Alan Madin moved from finance to a get involved in North East Lincs' wider plans, after applying for a job advertised in LGC, says Suzanne Simmons-Lewis

Alan Madin, executive director of corporate services, North East Lincolnshire Council

Advertised November 2005

Started work April 2006

Reports to Chief executive


Member of the Chartered Institute of Public Finance & Accountancy

Best part of the role

'The opportunity I have to engage in the council's wider plans.'


Deputy director of finance, North East Lincolnshire Council

Deputy director of corporate finance, Cumbria CC

Finance manager, Croydon LBC

Assistant financial secretary (ministry of finance), Government of Bermuda

Biggest challenge

'The extent to which the council has been under intense scrutiny by all external assessors, auditors and inspectors.'

What is your new job?

I am executive director of corporate services, North East Lincolnshire Council.
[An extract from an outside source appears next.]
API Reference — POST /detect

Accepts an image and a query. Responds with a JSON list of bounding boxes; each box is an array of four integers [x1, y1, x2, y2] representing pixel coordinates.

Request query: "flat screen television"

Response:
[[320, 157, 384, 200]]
Describe your main responsibilities

My role oversees the wider finance function, which includes audits, revenues and benefits, credits and payments, procurement, IT and customer services. A head of finance and head of strategic business support report to me and my directorate has 304 staff. As part of the council's senior management team I am actively involved in the council's wider agenda.

What attracted you to the role?

I joined the council in 2004 as deputy director of finance following a public interest report which, among other things, had some fairly hard criticism about the way the council was managing its finances.
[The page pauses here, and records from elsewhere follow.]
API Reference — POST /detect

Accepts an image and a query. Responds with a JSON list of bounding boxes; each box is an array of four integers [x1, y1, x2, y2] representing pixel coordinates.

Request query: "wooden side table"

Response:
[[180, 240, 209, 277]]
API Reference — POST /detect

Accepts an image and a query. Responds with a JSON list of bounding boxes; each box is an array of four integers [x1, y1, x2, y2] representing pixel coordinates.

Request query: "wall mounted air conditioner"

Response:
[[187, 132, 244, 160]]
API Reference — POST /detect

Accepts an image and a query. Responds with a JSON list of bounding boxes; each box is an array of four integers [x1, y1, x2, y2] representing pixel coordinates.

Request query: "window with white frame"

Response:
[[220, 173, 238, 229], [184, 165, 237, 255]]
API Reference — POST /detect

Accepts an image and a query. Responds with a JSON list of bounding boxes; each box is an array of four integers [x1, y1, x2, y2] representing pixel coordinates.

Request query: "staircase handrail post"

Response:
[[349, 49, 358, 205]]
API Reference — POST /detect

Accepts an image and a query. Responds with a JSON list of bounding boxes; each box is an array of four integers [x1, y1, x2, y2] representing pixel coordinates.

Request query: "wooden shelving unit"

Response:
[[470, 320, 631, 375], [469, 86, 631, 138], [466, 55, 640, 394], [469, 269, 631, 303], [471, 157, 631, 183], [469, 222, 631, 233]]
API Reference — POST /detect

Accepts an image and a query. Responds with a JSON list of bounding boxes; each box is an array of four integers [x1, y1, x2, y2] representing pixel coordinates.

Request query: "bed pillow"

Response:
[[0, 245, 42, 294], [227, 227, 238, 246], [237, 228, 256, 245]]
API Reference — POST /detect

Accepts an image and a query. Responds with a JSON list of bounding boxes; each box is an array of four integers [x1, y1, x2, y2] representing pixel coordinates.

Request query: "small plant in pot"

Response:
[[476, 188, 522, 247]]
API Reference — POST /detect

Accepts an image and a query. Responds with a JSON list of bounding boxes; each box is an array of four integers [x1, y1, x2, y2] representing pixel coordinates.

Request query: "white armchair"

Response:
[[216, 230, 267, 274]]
I wanted to help make a significant difference. When the opportunity came to step up to this wider role, it was a significant career opportunity as well as enabling me to take forward the financial improvements I'd been working on. I enjoy operating at a more strategic corporate level and being able to contribute to the council's performance and general improvement.
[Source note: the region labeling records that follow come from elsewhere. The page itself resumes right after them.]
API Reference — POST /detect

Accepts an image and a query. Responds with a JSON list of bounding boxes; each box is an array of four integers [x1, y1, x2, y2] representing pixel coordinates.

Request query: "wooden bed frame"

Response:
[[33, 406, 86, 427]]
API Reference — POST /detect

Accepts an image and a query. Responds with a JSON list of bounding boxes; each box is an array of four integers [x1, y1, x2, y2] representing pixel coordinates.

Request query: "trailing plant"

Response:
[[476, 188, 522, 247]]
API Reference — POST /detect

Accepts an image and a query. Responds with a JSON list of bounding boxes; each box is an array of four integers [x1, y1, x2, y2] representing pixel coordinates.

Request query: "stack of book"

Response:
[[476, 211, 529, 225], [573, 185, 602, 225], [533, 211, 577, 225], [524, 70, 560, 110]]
How did your experience prepare you for the task?

I've had a fairly extensive career in finance in a variety of authorities and some of those roles allowed me to work beyond the narrow finance function. The way I carried out the role as deputy director of finance sufficiently impressed the members, who thought I had the skills and abilities to take more responsibility because of the financial improvements made so far.

What does a typical day involve?

An intensive round of meetings and reporting deadlines. Because of the emphasis on improving performance across the council I am keeping abreast of ensuring the activity plans for delivering improvements are being delivered on the ground.

What's best about the job and what are the biggest challenges?

The best part is the opportunity to engage in the council's wider operations. Being able to see the wider picture is a very attractive part of the role.

The biggest challenge is the extent to which we have been under intense scrutiny by external assessors, auditors and inspectors because of previous difficulties. We spend a vast amount of our time and effort reassuring a host of people that we are moving at the right pace to improve.

What's gone well and what could have been done better?

I am pleased with the way we have demonstrated to our external auditors the significant improvements in our financial reporting. Two years ago our accounts were being qualified because of lateness and inaccuracy. But on our last financial reporting the district auditor suggested our accounts were as good as any authority she has audited in the last year.

For a long time we were not seeing improvements in the paying out of housing and council tax benefits, but in the last six months we have managed to halve the time we take to process and pay claims.

What advice might you have for others looking for a similar role?

Look beyond the immediate focus of the job to see how you can make a contribution corporately. Think: 'What can I do to contribute to the organisation's wider ambitions?'

How will your type of role develop in the future?

Making shared services work is a challenge. Increasingly, councils and other organisations are coming together to provide back-office facilities on a collaborative basis.